By the way, regarding the fuel injection, when the load is light and the amount of fuel at idle is small, as shown in FIG.
The fuel can be concentrated in the vicinity to further improve the ignitability. That is, most of the injected fuel is supplied from the fuel injection valve 17 by injecting a rigid fuel having a small divergence angle from a distance (FIG. 5 (A) or a vicinity (FIG. 5 (B)). The atomized fuel is diffused into the fresh air flowing toward the spark plug 18 by colliding and atomizing it on the rear surface of the hood and further injecting the fuel toward the region on the spark plug 18 side with respect to the axis of the air supply port 12. (FIG. 6) As a result, the air-fuel mixture can be reliably formed around the spark plug 18 and very good ignition,
Combustion can occur.

The present invention has been described above by applying it to a two-cycle internal combustion engine having a combustion chamber structure having the above-mentioned mask wall.
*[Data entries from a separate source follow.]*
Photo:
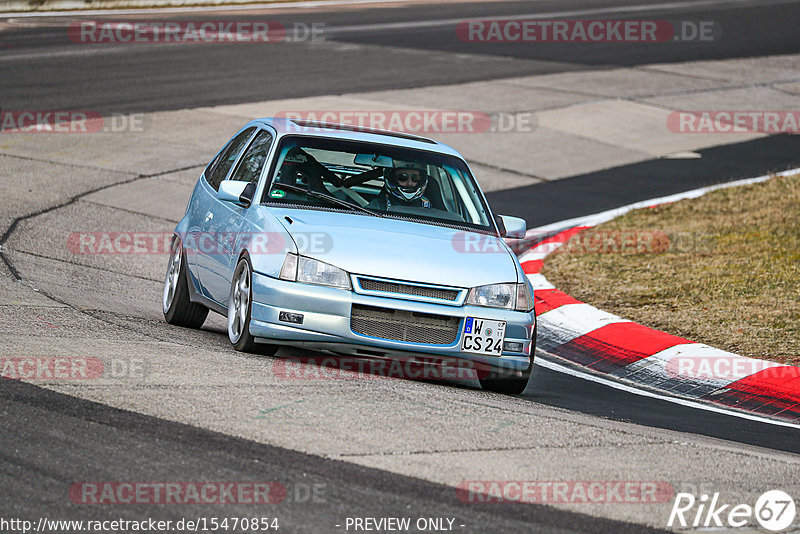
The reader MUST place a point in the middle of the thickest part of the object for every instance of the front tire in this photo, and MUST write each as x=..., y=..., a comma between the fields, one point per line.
x=178, y=309
x=500, y=382
x=239, y=308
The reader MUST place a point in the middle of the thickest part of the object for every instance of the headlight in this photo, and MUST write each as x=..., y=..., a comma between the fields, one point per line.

However, the idea of the present invention is broadly applicable to other two-cycle internal combustion engines without being bound by such a structure. It is also possible to apply the same to the same effect.

The center plug 8 is not essential in the present invention,
Of course, it does not matter, but the essence of the present invention is the spark plug 1
8 is provided at a predetermined position.

[Effect of device]

As described above, in order to completely eliminate the difficulty of ignition associated with the mask wall in a two-cycle internal combustion engine having a combustion chamber structure with a mask wall that enables extremely good scavenging and stratification, according to the present invention, near the air supply valve By installing a spark plug on the side far from the exhaust valve, it is possible to satisfactorily secure safe and reliable ignition and combustion not only during low load operation where ignitability is not good, but also during medium load operation, and effective misfire and knocking. Can be prevented.

[Brief description of drawings]

FIG. 1 is a side sectional view of a two-cycle internal combustion engine, FIG. 2 is a view similar to FIG. 1 when the intake valve 6 and exhaust valve 7 are opened, and FIG. 3 is a view showing an inner wall surface of a cylinder head. FIG. 4 is a diagram for explaining combustion at low and medium loads, FIG. 5 is a diagram showing a fuel injection method, and FIG. 6 is a diagram showing a cylinder head inner wall surface at the time of fuel injection. 1 ... Cylinder block, 2 ... Piston, 3 ... Cylinder head, 4 ... Combustion chamber, 6 ... Air supply valve, 7 ... Exhaust valve, 12 ... Air supply port, 13 ... Exhaust port, 17 ...... Fuel injection valve.

Claims (1)

[Scope of utility model registration request] 1. A mask wall extending from an inner wall surface of a cylinder head toward a combustion chamber is formed between an intake valve and an exhaust valve, and the mask wall is located between an exhaust valve side and an air intake valve peripheral portion and a valve seat. In the combustion chamber structure of a two-cycle internal combustion engine in which the opening of the intake valve is closed over the full opening period of the intake valve, a spark plug electrode is provided at least on the far side from the exhaust valve near the intake valve. Internal combustion engine combustion chamber structure.